Organization of the hrp Gene Cluster and Nucleotide Sequence of the hrpL Gene from Pseudomonas syringae pv. morsprunorum. L. Z. Liang, Department of Botany and Plant Pathology and the Pesticide Research Center, Michigan State University, East Lansing 48824-1312; A. L. Jones, Department of Botany and Plant Pathology and the Pesticide Research Center, Michigan State University, East Lansing 48824-1312. Phytopathology 85:118-123. Accepted for publication 12 October 1994. This article is in the public domain and not copyrightable. It may be freely reprinted with customary crediting of the source. The American Phytopathological Society, 1995. DOI: 10.1094/Phyto-85-118.

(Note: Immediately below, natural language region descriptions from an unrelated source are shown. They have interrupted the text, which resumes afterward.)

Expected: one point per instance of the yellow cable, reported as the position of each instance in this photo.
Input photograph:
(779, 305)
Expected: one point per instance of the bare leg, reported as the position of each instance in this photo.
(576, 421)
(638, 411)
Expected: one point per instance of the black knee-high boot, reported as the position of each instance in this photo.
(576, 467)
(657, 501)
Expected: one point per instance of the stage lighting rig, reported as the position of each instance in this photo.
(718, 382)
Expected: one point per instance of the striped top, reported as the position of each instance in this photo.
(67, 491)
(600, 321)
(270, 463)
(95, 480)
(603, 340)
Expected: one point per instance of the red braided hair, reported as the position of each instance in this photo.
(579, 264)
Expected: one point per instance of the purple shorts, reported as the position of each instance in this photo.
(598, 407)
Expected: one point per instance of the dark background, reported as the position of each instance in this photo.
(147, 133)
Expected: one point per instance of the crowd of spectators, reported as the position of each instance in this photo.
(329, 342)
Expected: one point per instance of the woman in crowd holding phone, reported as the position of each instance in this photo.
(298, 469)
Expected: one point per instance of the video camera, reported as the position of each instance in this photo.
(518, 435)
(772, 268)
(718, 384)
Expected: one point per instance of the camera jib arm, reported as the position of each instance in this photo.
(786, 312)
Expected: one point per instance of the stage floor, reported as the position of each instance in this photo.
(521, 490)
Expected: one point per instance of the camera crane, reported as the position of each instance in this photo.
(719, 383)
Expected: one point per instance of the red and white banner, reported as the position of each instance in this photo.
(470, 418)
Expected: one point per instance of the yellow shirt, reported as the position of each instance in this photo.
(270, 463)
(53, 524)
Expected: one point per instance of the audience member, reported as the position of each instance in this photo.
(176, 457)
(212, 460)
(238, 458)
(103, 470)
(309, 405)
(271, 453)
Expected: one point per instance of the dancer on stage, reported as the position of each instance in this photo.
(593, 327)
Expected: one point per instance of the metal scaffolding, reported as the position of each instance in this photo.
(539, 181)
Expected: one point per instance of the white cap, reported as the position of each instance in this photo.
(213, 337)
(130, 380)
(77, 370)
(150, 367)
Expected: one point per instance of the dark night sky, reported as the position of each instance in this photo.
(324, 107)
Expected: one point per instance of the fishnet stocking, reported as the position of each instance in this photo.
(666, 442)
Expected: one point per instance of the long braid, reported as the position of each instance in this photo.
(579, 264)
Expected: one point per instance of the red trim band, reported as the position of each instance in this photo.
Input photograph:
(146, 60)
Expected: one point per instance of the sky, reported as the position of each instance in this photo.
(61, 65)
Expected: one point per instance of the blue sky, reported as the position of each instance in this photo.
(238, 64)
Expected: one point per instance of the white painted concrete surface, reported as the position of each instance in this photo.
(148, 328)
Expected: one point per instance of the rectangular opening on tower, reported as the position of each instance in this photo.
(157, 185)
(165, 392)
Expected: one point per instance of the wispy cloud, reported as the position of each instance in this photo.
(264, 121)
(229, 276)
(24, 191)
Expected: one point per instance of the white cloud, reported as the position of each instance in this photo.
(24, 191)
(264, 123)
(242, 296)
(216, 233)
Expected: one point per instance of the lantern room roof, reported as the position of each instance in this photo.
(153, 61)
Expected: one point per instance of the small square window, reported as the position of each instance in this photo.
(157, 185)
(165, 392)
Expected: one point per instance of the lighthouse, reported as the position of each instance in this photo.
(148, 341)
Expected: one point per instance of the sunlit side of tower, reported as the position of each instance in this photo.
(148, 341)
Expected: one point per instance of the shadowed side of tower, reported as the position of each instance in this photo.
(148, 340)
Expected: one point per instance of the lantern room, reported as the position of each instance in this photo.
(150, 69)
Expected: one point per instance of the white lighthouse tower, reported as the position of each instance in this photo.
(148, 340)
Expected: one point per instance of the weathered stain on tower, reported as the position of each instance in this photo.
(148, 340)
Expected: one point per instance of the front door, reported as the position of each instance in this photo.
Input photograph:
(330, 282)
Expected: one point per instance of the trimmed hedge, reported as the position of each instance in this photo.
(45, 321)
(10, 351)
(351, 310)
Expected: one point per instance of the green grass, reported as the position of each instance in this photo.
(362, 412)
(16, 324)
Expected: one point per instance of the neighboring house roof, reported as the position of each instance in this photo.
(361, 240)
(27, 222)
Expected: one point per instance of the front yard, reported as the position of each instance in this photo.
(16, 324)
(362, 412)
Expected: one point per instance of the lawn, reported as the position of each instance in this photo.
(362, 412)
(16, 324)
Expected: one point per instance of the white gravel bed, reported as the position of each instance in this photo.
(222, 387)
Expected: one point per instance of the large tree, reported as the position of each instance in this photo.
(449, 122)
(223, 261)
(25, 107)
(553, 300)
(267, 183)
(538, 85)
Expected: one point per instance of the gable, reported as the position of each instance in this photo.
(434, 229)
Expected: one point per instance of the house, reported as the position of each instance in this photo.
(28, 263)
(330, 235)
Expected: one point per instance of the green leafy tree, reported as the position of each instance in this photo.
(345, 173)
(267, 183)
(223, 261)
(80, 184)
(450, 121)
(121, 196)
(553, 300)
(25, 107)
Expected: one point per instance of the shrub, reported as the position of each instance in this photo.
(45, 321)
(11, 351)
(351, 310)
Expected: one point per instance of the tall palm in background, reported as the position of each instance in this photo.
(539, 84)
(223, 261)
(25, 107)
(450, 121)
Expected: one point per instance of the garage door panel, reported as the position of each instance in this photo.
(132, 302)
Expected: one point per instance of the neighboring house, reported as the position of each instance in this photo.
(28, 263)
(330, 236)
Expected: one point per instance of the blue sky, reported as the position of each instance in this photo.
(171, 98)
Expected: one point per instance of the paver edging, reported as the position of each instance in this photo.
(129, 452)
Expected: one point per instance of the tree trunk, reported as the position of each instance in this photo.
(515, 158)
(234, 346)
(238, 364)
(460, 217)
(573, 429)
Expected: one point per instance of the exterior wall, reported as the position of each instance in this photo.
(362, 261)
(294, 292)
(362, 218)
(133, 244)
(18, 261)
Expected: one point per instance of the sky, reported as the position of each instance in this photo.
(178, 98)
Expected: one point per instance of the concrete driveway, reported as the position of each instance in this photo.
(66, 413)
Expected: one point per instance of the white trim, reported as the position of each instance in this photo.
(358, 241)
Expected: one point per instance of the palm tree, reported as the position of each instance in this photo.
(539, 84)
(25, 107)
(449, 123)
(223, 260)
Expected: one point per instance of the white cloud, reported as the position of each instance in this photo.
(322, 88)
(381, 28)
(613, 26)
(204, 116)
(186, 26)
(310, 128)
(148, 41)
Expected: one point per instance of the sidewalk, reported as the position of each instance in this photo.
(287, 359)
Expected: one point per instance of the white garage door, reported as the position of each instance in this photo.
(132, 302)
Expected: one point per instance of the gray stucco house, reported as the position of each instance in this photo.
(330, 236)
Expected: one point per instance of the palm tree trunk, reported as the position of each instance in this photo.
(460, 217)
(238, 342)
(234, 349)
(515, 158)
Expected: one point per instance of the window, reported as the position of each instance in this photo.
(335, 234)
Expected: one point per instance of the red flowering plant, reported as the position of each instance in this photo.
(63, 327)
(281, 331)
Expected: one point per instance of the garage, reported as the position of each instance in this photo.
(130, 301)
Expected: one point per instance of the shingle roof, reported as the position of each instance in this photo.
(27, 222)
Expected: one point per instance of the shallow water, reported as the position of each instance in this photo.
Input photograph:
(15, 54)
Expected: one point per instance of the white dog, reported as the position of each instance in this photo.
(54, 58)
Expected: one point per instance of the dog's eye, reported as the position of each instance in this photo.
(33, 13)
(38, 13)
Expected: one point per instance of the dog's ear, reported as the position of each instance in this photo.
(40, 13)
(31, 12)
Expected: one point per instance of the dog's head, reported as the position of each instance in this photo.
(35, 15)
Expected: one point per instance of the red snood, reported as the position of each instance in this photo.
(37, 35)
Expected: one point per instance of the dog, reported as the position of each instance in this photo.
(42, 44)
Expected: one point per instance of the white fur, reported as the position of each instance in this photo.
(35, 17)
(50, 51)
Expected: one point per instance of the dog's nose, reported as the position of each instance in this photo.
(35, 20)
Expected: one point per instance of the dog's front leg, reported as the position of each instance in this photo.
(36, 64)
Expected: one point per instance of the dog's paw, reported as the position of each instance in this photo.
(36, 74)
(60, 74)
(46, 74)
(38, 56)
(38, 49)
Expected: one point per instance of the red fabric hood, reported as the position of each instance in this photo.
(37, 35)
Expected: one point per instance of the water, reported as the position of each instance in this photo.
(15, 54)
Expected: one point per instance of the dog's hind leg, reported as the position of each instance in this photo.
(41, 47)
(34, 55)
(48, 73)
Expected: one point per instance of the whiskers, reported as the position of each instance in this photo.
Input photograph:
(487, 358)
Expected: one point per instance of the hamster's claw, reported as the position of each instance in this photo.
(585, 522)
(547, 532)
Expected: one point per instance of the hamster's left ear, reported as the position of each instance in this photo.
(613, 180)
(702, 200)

Pseudomonas syringae pv. morsprunorum PM7 is pathogenic to cherry and induces the hypersensitive response (HR) in tobacco. Six of 1,300 Tn5 mutants from strain PM7 neither elicit the HR in tobacco nor produce necrotic lesions in cherry plantlets. Plasmid pPM419, isolated from a genomic DNA library of wild-type strain PM7, restored the ability to cause a HR in five of the mutants. Restriction enzyme analysis of pPM419 revealed a 37-kilobase (kb) insert of genomic DNA from P. s. morsprunorum PM7. Tn3-spice mutagenesis of pPM419 and a second plasmid clone, pPM41, followed by marker exchange into the genome of P. s. morsprunorum PM7, indicated a 22-kb DNA fragment from P. s. morsprunorum PM7 has genes for elicitation of necrotic lesions in cherry plantlets and HR in tobacco. Complementation studies revealed that the hrp region of P. s. morsprunorum PM7 is organized into eight putative transcriptional units. Units II, VI, and VII exhibit DNA homology with the hrpI, hrpH, and hrpZ genes, respectively, of P. s. syringae 61. The nucleotide sequence of hrpL, the first transcriptional unit in the hrp cluster of P. s. morsprunorum PM7, encodes a polypeptide of 185 amino acids that exhibits 92% identity and 96% similarity with HrpL of P. s. syringae 61. Two transcriptional start sites, P1 and P2, located 63 and 25 bp upstream of the hrpL start codon, were identified by primer extension analysis. The 12 and 24 regions of the putative P2 promoter resemble a ?54 consensus sequence.